Hum Gene Ther. 1998 Nov 1;9(16):2331-40. doi: 10.1089/hum.1998.9.16-2331.
Mucopolysaccharidosis type VII (MPS VII), caused by beta-glucuronidase deficiency, is a classic lysosomal storage disease. In the central nervous system (CNS), there is widespread pathology with distention of vacuoles in neurons and glia. An approach to therapy for MPS VII would require extensive delivery of enzyme to the CNS and subsequent uptake by the affected cells. In this study we show that intrastriatal injection of recombinant adenovirus encoding beta-glucuronidase (Ad betagluc) to MPS VII or wild-type mice results in focal, intense beta-glucuronidase mRNA expression near the injection site. Further, histochemical staining for enzyme activity showed that beta-glucuronidase activity extended well beyond transduced cells. Activity was detected throughout the ipsilateral striatum as well as in the corpus callosum, ventricles, and bilateral neocortex. Similarly, after injection into the right lateral ventricle or cisterna magna, enzyme activity was present in the ependymal cells of the ventricles, in the subarachnoid spaces, and also in the underlying cortex (150-500 microm from ependyma). The distribution of enzyme was most extensive 21 days after gene transfer to normal mouse brain, with more than 50% of the hemisphere positive for beta-glucuronidase activity. Eighty-four days after adenovirus injection a substantial level of enzyme expression remained (>40% of hemisphere positive for beta-glucuronidase activity). Histological sections from striatum of beta-glucuronidase-deficient mice injected with Ad betagluc showed a marked reduction in the number of distended vacuoles in both neurons and glia, as compared with uninjected striatum. Importantly, correction was noted in both hemispheres. Our finding that a relatively small number of transduced cells produce enzyme that reaches a large proportion of the CNS has favorable implications in developing direct gene transfer therapies for lysosomal storage disorders.

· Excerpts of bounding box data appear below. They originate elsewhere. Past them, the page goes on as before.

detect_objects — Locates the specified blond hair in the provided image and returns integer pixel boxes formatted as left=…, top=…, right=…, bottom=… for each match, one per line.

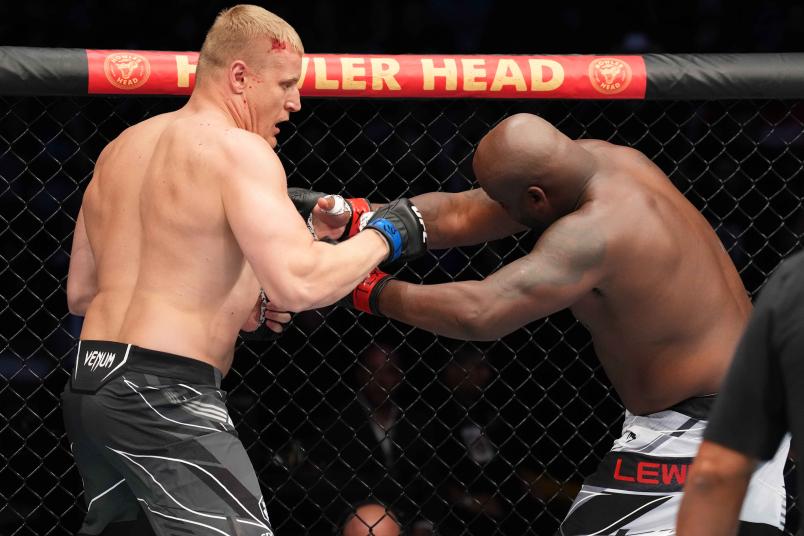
left=196, top=4, right=304, bottom=80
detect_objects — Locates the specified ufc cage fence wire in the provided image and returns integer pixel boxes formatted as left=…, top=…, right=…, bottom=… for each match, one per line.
left=0, top=51, right=804, bottom=536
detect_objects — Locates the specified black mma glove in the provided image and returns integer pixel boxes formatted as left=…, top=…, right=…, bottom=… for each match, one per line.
left=338, top=268, right=396, bottom=316
left=288, top=187, right=371, bottom=241
left=364, top=197, right=427, bottom=265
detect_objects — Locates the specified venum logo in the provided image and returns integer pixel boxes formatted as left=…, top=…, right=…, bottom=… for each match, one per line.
left=103, top=52, right=151, bottom=89
left=84, top=350, right=117, bottom=372
left=589, top=58, right=633, bottom=95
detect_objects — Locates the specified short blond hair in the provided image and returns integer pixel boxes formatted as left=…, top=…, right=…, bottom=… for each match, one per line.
left=196, top=4, right=304, bottom=79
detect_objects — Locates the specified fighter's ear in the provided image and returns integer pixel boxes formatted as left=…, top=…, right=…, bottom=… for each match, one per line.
left=528, top=186, right=547, bottom=208
left=228, top=60, right=246, bottom=94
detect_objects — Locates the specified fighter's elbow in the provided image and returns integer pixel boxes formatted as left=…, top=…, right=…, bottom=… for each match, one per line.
left=685, top=457, right=750, bottom=492
left=267, top=280, right=330, bottom=313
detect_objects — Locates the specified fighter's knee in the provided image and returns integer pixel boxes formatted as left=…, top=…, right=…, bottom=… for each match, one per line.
left=343, top=503, right=400, bottom=536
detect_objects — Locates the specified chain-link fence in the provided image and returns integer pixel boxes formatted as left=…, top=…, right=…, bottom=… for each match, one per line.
left=0, top=97, right=804, bottom=535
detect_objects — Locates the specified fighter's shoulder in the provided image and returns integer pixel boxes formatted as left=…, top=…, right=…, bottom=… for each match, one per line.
left=194, top=125, right=281, bottom=174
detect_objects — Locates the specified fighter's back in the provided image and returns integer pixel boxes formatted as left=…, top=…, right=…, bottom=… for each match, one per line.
left=572, top=142, right=751, bottom=413
left=81, top=110, right=259, bottom=370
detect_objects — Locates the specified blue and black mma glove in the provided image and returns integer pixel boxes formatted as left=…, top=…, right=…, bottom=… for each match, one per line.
left=288, top=187, right=371, bottom=241
left=358, top=197, right=427, bottom=269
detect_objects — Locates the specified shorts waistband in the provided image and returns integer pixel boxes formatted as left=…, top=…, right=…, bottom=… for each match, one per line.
left=667, top=394, right=717, bottom=421
left=77, top=340, right=221, bottom=388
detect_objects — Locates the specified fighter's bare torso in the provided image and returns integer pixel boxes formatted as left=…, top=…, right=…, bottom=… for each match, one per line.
left=81, top=109, right=267, bottom=373
left=571, top=140, right=751, bottom=414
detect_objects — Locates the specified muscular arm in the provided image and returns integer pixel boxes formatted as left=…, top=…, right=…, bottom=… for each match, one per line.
left=410, top=188, right=526, bottom=249
left=67, top=208, right=98, bottom=316
left=379, top=213, right=606, bottom=340
left=676, top=441, right=756, bottom=536
left=220, top=131, right=388, bottom=311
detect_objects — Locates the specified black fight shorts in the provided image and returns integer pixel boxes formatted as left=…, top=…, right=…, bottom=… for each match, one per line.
left=62, top=341, right=273, bottom=536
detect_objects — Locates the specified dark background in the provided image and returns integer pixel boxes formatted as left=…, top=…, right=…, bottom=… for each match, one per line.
left=0, top=0, right=804, bottom=54
left=0, top=0, right=804, bottom=536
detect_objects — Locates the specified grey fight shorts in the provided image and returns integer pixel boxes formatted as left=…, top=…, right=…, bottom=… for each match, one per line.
left=62, top=341, right=273, bottom=536
left=558, top=396, right=790, bottom=536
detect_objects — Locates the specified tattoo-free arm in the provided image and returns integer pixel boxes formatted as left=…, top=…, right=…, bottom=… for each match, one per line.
left=676, top=441, right=756, bottom=536
left=67, top=208, right=98, bottom=316
left=217, top=129, right=388, bottom=312
left=379, top=214, right=606, bottom=340
left=410, top=188, right=527, bottom=249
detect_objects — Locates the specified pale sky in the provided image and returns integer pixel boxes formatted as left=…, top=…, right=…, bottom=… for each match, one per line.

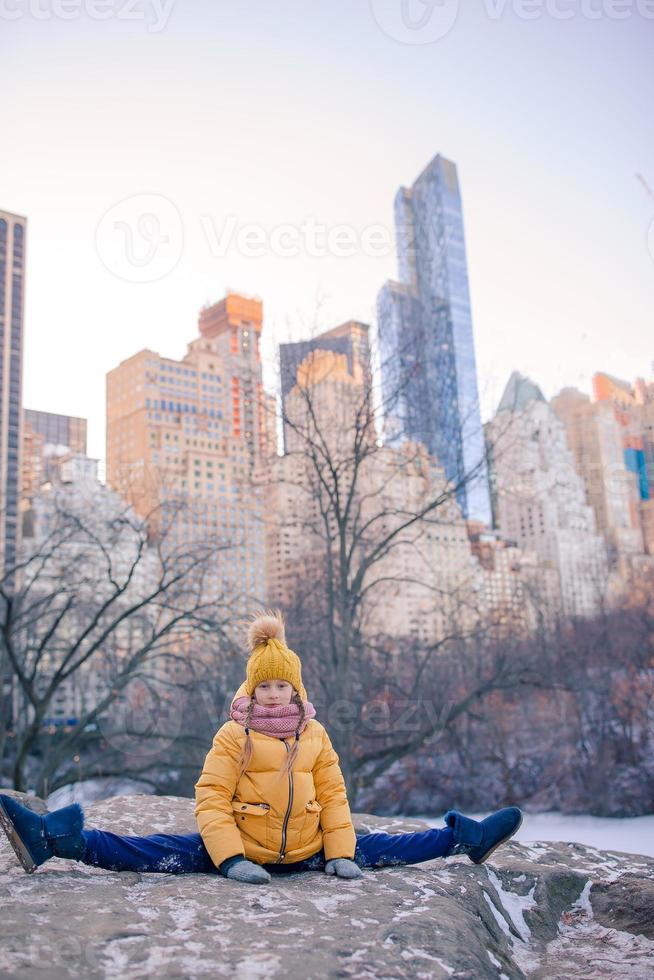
left=0, top=0, right=654, bottom=468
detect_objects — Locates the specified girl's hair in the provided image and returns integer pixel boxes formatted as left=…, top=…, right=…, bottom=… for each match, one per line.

VII型粘多糖贮积症(MPS VII)由β-葡萄糖醛酸酶缺乏引起,是一种典型的溶酶体贮积病。在中枢神经系统(CNS)中,存在广泛的病理变化,神经元和神经胶质细胞中的液泡扩张。MPS VII的治疗方法需要将大量酶递送至CNS并随后被受影响的细胞摄取。在本研究中,我们表明向MPS VII或野生型小鼠纹状体内注射编码β-葡萄糖醛酸酶的重组腺病毒(Ad betagluc)会导致注射部位附近出现局部、强烈的β-葡萄糖醛酸酶mRNA表达。此外,酶活性的组织化学染色显示β-葡萄糖醛酸酶活性远远超出转导细胞。在同侧纹状体以及胼胝体、脑室和双侧新皮质中均检测到活性。同样,在注射到右侧脑室或小脑延髓池后,脑室的室管膜细胞、蛛网膜下腔以及下层皮质(距室管膜150 - 500微米)中均存在酶活性。基因转移至正常小鼠脑21天后,酶的分布最为广泛,超过50%的半球β-葡萄糖醛酸酶活性呈阳性。腺病毒注射84天后,仍保留相当水平的酶表达(>40%的半球β-葡萄糖醛酸酶活性呈阳性)。注射Ad betagluc的β-葡萄糖醛酸酶缺陷小鼠纹状体的组织学切片显示,与未注射的纹状体相比,神经元和神经胶质细胞中扩张液泡的数量显著减少。重要的是,在两个半球均观察到了纠正情况。我们的发现,即相对少量的转导细胞产生的酶能够到达大部分CNS,这对于开发针对溶酶体贮积病的直接基因转移疗法具有积极意义。